Welcome to the AGT@IJCAI-2015 website

Camera-ready version of the accepted papers can be found here.

Journal Publication Opportunity for AGT@IJCAI authors!
We have made the following arrangement with the peer-reviewed, open-access journal Games”:
Pending submission of at least 5 selected AGT@IJCAI papers to the journal,  Games will issue a special edition  of papers from the workshop, with a rapid review procedure. 
Submissions will get a *full waiver* of the 540 US$ publication fee. (http://www.mdpi.com/journal/games)
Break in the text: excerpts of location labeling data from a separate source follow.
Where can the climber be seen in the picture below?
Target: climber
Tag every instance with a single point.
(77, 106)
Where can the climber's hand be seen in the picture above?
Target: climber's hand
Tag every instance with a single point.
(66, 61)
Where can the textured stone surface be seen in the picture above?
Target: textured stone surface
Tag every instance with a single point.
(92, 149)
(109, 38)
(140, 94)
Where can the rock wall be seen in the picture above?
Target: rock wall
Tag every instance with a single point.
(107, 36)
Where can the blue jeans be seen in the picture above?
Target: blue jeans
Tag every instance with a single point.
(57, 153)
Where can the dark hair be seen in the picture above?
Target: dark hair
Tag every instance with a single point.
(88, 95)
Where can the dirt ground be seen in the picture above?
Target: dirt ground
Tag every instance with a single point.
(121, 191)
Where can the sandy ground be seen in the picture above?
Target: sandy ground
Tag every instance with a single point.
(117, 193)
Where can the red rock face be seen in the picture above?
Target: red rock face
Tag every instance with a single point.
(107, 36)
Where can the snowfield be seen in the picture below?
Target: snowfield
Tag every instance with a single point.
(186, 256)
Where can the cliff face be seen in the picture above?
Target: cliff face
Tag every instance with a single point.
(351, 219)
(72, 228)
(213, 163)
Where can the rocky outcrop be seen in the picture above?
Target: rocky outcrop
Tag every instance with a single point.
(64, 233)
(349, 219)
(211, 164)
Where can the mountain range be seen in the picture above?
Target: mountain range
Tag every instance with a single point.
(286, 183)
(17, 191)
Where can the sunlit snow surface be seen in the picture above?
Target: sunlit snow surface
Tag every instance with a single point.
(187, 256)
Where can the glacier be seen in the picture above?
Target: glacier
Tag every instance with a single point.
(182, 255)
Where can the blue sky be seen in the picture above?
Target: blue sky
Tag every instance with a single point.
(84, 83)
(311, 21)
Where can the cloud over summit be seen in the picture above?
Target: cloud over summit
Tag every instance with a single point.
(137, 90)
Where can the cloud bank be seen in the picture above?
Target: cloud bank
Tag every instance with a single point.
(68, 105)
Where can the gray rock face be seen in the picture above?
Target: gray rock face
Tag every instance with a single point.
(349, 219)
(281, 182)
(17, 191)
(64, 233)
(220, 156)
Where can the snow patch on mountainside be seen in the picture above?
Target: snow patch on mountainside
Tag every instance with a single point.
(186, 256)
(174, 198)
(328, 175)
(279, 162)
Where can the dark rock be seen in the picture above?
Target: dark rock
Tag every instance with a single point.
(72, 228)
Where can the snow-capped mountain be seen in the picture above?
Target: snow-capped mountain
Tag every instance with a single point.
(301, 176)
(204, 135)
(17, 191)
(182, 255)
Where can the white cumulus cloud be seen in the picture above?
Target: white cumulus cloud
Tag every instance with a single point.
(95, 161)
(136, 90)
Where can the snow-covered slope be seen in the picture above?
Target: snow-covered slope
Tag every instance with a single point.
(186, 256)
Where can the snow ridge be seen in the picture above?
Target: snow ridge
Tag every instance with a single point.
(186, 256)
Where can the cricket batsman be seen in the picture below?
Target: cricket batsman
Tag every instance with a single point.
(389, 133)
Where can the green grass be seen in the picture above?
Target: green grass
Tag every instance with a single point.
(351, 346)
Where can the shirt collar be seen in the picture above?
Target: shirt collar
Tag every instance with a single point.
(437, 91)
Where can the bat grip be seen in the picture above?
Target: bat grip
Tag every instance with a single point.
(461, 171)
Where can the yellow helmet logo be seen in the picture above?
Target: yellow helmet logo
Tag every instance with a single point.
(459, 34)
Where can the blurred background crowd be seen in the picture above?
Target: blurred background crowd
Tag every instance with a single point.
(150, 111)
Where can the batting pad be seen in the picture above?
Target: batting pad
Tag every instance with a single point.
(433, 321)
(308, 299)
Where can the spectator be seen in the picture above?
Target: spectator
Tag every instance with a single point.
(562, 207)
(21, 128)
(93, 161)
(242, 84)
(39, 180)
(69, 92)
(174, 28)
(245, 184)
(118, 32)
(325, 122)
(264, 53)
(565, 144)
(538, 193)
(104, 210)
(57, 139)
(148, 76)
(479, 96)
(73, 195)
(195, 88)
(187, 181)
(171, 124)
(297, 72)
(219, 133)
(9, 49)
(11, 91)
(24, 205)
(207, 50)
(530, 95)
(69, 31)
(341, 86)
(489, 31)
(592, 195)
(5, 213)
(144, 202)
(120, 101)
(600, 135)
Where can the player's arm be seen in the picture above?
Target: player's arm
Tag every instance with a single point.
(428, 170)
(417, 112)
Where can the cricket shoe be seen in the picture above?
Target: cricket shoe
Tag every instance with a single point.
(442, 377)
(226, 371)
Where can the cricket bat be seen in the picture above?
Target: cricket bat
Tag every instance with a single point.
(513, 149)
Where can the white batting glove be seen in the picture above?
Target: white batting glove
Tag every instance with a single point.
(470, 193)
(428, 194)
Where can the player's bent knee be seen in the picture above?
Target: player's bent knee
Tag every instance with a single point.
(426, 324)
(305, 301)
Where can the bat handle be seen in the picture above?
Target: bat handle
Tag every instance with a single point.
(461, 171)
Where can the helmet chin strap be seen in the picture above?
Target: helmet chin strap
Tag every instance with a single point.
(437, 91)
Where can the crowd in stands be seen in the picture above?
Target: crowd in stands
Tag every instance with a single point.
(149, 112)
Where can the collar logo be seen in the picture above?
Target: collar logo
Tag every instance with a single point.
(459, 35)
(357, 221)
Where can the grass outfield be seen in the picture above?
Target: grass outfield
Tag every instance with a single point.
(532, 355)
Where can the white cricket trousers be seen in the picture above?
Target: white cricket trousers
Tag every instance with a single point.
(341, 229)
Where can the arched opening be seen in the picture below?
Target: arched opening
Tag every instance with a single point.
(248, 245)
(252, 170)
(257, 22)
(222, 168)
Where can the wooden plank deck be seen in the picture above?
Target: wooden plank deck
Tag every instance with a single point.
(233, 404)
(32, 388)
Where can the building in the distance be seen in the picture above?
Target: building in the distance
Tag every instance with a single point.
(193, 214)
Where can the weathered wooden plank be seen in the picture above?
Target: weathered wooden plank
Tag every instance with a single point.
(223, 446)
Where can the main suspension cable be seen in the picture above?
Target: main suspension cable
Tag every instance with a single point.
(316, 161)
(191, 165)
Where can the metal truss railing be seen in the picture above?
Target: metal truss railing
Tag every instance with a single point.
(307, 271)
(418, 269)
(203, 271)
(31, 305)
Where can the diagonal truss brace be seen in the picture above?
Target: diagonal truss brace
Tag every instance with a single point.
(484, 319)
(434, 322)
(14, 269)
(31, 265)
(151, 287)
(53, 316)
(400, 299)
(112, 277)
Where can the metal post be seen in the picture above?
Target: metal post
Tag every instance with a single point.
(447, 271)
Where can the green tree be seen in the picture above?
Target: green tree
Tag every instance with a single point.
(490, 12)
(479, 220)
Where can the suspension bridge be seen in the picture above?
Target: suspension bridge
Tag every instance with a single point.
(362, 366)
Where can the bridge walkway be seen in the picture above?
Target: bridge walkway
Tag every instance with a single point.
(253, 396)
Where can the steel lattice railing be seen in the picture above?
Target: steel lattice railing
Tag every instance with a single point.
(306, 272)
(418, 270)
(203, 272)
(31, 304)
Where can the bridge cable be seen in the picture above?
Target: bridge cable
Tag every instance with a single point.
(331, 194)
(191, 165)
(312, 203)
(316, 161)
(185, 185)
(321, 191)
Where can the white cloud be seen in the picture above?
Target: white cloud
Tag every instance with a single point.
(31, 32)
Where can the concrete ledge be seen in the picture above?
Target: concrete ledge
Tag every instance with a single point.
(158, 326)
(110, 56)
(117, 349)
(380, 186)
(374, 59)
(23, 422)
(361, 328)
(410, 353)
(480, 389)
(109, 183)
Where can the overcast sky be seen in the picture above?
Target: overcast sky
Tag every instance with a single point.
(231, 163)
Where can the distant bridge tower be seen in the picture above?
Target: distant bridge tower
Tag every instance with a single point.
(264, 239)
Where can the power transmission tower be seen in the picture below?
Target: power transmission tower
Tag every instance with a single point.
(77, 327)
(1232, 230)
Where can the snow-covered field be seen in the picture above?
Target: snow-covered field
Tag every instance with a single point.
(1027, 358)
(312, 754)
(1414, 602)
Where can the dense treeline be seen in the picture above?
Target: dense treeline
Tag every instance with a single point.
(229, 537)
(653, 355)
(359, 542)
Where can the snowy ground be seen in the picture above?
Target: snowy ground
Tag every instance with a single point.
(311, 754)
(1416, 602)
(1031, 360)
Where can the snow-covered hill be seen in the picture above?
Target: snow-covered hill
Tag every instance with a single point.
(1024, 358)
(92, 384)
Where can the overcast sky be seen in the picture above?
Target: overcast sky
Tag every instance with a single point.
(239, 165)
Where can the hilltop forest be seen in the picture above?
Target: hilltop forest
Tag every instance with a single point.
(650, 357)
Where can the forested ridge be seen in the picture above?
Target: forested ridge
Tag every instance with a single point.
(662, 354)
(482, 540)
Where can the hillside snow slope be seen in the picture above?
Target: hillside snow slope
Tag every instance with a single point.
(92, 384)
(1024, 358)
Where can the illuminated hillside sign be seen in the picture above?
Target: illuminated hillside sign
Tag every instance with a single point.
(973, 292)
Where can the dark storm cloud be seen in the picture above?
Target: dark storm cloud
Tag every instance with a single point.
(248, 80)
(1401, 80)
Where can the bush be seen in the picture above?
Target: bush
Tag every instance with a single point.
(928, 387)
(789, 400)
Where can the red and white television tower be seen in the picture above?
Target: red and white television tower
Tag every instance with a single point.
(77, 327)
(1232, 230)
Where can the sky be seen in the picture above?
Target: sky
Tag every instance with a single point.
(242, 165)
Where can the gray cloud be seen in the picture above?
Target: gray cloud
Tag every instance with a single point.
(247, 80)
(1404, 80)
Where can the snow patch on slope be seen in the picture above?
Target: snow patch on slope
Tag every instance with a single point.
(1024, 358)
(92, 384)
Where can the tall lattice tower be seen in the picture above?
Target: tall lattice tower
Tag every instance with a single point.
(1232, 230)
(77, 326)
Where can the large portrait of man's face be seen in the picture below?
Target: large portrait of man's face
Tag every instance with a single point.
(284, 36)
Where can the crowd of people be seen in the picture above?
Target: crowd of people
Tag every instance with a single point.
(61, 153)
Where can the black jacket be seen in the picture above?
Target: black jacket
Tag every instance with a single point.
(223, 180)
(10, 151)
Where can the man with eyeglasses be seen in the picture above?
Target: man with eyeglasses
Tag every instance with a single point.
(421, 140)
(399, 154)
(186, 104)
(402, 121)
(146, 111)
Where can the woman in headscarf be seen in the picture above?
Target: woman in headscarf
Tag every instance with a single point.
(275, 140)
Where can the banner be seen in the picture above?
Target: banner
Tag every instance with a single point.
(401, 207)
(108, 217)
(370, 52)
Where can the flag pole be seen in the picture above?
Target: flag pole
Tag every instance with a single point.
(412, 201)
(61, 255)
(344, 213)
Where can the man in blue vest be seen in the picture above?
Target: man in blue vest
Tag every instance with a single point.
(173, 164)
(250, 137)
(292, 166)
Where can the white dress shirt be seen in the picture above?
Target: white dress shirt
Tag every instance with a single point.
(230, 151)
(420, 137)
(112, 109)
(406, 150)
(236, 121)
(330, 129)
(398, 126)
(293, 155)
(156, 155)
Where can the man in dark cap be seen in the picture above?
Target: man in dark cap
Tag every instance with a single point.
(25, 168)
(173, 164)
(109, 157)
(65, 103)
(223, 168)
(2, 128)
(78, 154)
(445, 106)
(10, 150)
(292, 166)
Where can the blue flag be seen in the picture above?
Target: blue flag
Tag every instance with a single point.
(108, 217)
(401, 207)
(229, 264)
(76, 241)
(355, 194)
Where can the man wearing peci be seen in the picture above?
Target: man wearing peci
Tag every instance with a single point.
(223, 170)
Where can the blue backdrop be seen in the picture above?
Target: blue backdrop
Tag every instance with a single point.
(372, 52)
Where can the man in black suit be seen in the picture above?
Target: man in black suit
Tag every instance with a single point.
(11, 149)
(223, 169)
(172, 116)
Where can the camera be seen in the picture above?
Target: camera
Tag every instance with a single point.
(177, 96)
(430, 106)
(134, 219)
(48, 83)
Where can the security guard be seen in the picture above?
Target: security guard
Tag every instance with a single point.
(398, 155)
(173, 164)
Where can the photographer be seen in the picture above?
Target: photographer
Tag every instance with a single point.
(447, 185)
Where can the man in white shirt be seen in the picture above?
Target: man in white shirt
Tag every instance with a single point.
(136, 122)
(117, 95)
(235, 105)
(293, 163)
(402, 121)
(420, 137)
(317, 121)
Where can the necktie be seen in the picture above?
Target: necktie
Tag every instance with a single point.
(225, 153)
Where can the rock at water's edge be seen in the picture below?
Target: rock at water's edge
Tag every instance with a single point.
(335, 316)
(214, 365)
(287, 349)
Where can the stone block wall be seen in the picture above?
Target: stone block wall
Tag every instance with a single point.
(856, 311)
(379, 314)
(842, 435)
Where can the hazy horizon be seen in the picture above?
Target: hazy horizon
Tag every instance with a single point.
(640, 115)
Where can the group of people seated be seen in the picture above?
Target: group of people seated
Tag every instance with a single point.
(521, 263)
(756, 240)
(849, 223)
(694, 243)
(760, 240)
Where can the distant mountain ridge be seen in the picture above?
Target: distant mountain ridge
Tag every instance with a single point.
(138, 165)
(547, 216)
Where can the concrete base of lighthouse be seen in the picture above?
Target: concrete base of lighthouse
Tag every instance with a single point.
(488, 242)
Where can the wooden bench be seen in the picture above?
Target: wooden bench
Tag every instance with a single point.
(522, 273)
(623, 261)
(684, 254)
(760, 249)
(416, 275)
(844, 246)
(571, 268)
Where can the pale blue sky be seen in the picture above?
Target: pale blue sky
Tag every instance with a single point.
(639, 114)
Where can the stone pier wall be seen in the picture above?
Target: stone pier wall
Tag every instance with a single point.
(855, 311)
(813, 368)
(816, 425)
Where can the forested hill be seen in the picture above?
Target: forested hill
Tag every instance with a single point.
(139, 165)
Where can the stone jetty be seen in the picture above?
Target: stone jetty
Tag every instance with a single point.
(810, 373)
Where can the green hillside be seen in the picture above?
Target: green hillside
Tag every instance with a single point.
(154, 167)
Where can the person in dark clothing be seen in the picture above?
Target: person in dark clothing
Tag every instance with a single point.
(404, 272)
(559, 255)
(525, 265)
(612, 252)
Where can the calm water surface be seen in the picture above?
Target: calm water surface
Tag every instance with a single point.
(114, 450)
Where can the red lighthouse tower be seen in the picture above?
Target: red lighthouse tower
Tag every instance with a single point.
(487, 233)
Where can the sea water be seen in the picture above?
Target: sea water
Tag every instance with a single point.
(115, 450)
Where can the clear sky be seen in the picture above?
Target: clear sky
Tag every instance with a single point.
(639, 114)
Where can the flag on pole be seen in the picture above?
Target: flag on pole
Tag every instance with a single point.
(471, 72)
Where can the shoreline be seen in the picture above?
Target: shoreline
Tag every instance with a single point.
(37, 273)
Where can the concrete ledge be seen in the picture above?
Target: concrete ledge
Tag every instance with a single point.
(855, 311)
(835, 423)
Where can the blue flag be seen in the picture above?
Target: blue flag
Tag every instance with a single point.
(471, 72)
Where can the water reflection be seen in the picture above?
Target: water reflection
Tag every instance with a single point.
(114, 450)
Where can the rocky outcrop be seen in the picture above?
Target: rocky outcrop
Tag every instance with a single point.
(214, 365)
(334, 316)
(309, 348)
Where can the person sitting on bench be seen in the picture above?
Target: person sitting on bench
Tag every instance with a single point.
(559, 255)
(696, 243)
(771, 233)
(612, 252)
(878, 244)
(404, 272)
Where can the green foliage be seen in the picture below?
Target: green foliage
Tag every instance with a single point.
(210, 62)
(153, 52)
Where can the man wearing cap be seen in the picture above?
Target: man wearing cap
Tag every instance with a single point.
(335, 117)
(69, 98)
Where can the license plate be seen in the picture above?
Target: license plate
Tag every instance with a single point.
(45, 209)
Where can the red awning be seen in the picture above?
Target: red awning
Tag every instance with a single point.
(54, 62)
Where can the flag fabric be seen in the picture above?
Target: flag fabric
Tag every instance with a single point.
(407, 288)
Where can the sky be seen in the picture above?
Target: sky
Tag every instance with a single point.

Over the past fifteen years, research in theoretical computer science (TCS), artificial intelligence (AI), and microeconomics has joined forces to tackle problems involving incentives and computation. This research field, commonly named Algorithmic Game Theory (AGT), is becoming increasingly more relevant due to the prominence of the Internet as the computing platform. The Internet pairs the concepts of market and computation, thus paving the way to cross fertilization. AI, in particular, plays a double role in this new connected world. On one hand, we have intelligent algorithms working on our behalf, buying and selling physical and virtual goods at tantalizing speed, sharing sensitive and/or private user information, and in general trying to react rationally to complex incentives. On the other hand, algorithms form the infrastructure of the net, mediating the interaction of both humans and machines, and operating as mechanisms that impose incentives.

Due to the invasive presence of incentives and the importance of rationality in decision making, the research in AGT is rooted in and has applications for a number of different academic disciplines. This is witnessed by the ever growing list of contributions published in classical TCS/AI venues as well as the creation of dedicated academic
conferences and journals. With this workshop, we intend to bring together the rich variety of scientists that IJCAI attracts in order to have a multidisciplinary forum within which discuss and analyze current and novel challenges that the research in AGT faces. The workshop fits particularly well with the recent IJCAI Computer and Thought Awards; indeed, in the last 20 years, 6 out of the 12 winners had worked on topics in the intersection of AI and economics/AGT: specifically, Sarit Kraus (1995), Nicholas Jennings (1999), Tuomas Sandholm (2003), Peter Stone (2007), Carlos Guestrin (2009) and Vincent Conitzer (2011).